Scenografia Adomas Jacovskis
Costumi Maxim Obrezkov
Luci Maya Shavdatuashvilli
Musica Faustas Latenas The Waltz di Aram Khachaturyan
Produzione Teatro Vakhtangov di Mosca

Napoli, Teatro Mercadante 27-28 gennaio 2018

www.Sipario.it, 30 gennaio 2018

Inganni, passione e vizio animano "Masquerade"

La storia è sempre la stessa: puoi essere disinibito, senza scrupoli, abile e intelligente ma se il dardo di Cupido ti colpisce diventi irrazionale ed il cinismo che sino a quel momento ti ha caratterizzato vola via lasciandoti come un comune mortale nel baratro dell'insicurezza e delle pene d'amore.
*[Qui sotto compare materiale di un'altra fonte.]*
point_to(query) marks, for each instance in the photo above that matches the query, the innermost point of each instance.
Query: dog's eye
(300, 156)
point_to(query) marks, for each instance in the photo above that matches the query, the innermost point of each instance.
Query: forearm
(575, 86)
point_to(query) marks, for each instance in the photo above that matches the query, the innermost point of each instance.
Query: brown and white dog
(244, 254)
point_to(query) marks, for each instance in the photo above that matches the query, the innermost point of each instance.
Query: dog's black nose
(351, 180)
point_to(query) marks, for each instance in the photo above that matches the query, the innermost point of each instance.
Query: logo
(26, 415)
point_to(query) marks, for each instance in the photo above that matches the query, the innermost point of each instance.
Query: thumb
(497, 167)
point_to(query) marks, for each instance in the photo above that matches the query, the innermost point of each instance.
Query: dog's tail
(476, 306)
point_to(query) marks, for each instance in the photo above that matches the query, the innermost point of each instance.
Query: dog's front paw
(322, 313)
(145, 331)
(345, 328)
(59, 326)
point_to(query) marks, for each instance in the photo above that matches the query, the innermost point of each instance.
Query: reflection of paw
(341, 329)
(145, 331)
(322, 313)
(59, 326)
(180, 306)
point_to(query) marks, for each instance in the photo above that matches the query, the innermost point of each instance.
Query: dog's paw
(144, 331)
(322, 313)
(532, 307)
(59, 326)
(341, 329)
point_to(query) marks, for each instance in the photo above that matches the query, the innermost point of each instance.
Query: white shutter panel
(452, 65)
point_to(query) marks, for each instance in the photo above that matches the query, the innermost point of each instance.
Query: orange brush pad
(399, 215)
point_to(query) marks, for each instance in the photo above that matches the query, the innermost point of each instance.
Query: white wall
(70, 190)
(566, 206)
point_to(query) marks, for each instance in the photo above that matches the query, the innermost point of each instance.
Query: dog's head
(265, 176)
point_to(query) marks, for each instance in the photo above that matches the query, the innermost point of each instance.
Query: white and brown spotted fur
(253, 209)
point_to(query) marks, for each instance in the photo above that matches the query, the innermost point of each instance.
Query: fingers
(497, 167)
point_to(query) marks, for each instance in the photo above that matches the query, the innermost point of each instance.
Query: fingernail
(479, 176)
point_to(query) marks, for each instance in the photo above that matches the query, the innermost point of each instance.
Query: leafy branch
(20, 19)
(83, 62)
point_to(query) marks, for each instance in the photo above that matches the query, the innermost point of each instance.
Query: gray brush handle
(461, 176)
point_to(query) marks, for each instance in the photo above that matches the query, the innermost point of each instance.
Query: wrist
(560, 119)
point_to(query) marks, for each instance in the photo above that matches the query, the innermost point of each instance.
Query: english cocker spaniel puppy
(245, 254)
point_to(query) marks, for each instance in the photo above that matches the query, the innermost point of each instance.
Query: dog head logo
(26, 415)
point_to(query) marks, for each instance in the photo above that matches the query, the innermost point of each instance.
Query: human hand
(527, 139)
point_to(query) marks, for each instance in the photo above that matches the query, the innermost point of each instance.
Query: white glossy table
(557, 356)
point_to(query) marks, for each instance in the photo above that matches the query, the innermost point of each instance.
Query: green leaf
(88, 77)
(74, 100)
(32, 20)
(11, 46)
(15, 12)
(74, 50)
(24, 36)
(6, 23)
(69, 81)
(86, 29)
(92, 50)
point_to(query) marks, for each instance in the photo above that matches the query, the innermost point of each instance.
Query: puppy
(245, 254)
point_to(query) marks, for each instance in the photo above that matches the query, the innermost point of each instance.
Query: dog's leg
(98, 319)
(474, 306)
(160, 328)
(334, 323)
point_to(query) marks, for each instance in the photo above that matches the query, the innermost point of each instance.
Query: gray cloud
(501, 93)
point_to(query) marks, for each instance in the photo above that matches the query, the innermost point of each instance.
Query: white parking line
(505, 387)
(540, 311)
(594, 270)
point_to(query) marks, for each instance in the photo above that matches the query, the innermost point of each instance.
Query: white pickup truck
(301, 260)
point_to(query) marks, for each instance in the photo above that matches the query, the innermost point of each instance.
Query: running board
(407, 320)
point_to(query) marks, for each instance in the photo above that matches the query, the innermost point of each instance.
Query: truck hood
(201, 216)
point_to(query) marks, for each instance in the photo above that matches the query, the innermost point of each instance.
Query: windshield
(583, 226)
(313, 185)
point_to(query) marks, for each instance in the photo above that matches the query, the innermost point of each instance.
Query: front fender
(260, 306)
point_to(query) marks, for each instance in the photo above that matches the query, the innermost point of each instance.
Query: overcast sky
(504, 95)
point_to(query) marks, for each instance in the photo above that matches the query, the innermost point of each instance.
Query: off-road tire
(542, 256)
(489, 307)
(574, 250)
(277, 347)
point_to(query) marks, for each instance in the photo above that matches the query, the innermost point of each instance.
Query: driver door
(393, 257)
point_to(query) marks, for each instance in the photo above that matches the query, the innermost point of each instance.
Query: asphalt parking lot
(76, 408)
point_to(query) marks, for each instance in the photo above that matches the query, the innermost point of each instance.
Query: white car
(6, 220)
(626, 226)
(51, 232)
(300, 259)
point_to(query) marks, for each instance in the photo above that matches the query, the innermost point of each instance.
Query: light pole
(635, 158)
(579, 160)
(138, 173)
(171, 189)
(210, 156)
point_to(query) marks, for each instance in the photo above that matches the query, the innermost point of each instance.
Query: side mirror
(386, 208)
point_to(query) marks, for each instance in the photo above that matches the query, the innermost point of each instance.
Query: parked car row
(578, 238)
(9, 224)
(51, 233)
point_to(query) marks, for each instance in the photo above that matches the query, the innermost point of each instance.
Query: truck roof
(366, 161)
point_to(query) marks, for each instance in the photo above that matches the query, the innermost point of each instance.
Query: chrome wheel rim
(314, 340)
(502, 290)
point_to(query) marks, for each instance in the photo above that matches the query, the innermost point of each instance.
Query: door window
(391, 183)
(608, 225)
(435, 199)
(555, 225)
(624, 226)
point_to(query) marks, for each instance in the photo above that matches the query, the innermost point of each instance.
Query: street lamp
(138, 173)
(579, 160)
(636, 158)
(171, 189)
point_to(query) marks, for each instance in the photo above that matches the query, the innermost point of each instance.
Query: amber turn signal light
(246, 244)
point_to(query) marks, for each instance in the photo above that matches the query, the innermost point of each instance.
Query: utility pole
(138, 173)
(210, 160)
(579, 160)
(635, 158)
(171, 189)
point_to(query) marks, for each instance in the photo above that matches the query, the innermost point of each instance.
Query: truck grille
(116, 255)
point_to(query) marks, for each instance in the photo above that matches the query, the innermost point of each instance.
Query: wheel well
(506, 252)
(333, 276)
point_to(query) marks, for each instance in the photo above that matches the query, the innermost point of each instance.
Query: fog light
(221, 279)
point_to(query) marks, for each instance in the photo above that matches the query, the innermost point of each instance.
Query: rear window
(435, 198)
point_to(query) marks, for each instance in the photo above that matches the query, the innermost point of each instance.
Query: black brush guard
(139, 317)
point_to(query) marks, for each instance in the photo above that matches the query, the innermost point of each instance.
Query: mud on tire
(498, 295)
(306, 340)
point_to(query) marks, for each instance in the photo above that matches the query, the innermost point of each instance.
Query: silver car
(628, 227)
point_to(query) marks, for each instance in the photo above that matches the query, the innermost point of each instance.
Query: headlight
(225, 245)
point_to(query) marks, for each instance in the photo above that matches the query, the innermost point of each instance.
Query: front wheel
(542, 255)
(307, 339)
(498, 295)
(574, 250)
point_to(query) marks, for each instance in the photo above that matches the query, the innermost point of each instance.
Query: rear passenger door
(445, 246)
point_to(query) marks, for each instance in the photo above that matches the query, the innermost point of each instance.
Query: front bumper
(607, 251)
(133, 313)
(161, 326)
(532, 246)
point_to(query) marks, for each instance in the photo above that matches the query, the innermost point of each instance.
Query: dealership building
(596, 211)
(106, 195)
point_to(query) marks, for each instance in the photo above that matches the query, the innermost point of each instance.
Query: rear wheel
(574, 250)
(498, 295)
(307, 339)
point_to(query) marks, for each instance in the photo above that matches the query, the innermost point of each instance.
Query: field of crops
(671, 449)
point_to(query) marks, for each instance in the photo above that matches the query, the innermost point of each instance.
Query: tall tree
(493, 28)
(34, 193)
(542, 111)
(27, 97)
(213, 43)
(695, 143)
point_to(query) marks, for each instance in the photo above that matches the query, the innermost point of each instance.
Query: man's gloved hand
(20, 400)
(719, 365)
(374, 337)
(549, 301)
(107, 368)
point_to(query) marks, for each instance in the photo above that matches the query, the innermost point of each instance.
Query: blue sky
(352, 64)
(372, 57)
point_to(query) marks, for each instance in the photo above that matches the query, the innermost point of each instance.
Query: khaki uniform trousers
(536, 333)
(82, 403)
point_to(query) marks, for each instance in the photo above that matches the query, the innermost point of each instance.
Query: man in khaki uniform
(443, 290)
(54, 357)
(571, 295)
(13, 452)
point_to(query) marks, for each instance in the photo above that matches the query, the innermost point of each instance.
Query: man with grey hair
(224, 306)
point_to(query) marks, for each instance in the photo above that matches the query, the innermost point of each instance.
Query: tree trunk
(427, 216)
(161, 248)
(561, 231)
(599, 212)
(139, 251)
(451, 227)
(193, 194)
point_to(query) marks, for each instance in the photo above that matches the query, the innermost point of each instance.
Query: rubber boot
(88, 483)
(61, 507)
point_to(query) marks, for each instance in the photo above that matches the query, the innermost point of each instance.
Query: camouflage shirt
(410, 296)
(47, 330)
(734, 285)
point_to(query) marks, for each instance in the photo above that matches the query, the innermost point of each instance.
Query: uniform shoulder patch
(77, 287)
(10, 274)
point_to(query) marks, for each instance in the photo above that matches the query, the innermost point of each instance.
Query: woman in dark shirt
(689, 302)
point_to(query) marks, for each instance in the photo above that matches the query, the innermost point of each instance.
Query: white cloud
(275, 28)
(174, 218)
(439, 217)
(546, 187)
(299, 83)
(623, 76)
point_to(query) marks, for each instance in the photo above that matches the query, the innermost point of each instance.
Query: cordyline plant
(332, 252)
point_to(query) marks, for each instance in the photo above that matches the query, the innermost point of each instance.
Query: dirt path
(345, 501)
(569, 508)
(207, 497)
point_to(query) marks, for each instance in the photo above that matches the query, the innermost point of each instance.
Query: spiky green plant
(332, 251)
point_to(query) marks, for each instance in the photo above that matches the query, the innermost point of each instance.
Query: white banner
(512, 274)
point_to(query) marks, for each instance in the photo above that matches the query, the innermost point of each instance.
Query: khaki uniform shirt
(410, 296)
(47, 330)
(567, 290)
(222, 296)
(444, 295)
Questo è capitato anche a Eugène Arbénin il protagonista di Masquerade un dramma russo andato in scena al Teatro Stabile di Napoli in lingua originale con sovra titoli in italiano. Una rappresentazione entusiasmante, al di là della storia che tra poco analizzeremo nel particolare, con un assetto teatrale che il famoso ed apprezzato regista Lituano Rimas Tuminas ha allestito con cura conferendo spessore all'opera. La scena è semplice, immobile ma crea un gioco di tropi che la fa sembrare sempre diversa, ad aleggiare la neve che cade inesorabile accompagnando l'esito delle vicende che si consumano sulla scena.
I personaggi si muovono talune volte da soli, altre in gruppo con movimenti e ritmi all'unisono; cantano, ballano, mimano e creano un'atmosfera che rapisce chi l'osserva dando l'idea di un quadro, un tableau vivant che offre spunti di riflessione e piacere di ammirare.
I simbolismi sono tanti come il rotolo di neve che cresce sempre più, l'uomo morto che ogni tanto ricompare, la povertà che attanaglia alcuni personaggi una volta ricchi e potenti ma resi miserabili dal demone del gioco che si aggira nella storia. Il tema del gioco è stato più volte oggetto della letteratura russa, come ne "Il giocatore" di Dostoevskyj che narra e analizza le mille sfumature psicologiche e sociali della patologia del gioco d'azzardo. Questa storia è tratta invece dal dramma in giambo libero "Un ballo in maschera" scritto da Michail Jur'evič Lermontov nel 1835, il regista segue in modo fedele la trama aggiungendo virtuosismi teatrali. A fare da cornice al reticolo di emozioni la vita mondana di San Pietroburgo ed in particolare il ballo in maschera organizzato in occasione del carnevale durante il quale, a causa della trappola ordita, le sorti di alcuni personaggi cambieranno per sempre.
Il paragone tra Arbenin e Otello di Shakespeare viene quasi spontaneo: la gelosia è lo strumento che genera le sorti e l'inganno il mezzo. Solo che al posto del prezioso fazzoletto fatto pervenire nelle mani di Cassio con uno stratagemma nella storia russa è il pregiato braccialetto smarrito da Nina, la giovane e bella moglie di Eugène, che dà vita a intrighi, pressioni e malelingue. Diverso però è l'intreccio e le motivazioni che lo originano: nell'Otello è l'avidità di potere di Iago in Masquerade l'amore segreto della baronessa Štral per il principe Zvezdič, poi strumentalizzato dai detrattori di Arbenin, che per non essere scoperta da questi gli cede il monile che aveva ritrovato a terra per caso proprio durante il ballo in maschera al fine di preservare la sua identità ben nascosta da una maschera. Due le vittime: Nina perché viene accusata e poi avvelenata dal marito per una colpa non vera ed il principe che se inizialmente viene salvato dalla rovina proprio da Arbenin successivamente verrà punito per vendetta dallo stesso con l'onta della vergogna perché accusato di essere un baro ed un vigliacco. Ma è anche lo stesso Eugène a rimanere vittima dei suoi sbagli e del suo cinismo che danno vita al grande equivoco, perché di Nina era realmente innamorato.
Le musiche di accompagnamento seguono il filo logico della narrazione e in un crescendo di tonalità scandiscono il turbamento dei protagonisti. Un'opera dunque da vedere ed apprezzare, unico rimpianto non conoscere la lingua originale e dunque dover fare ricorso alla traduzione distogliendo ogni tanto lo sguardo dal palcoscenico.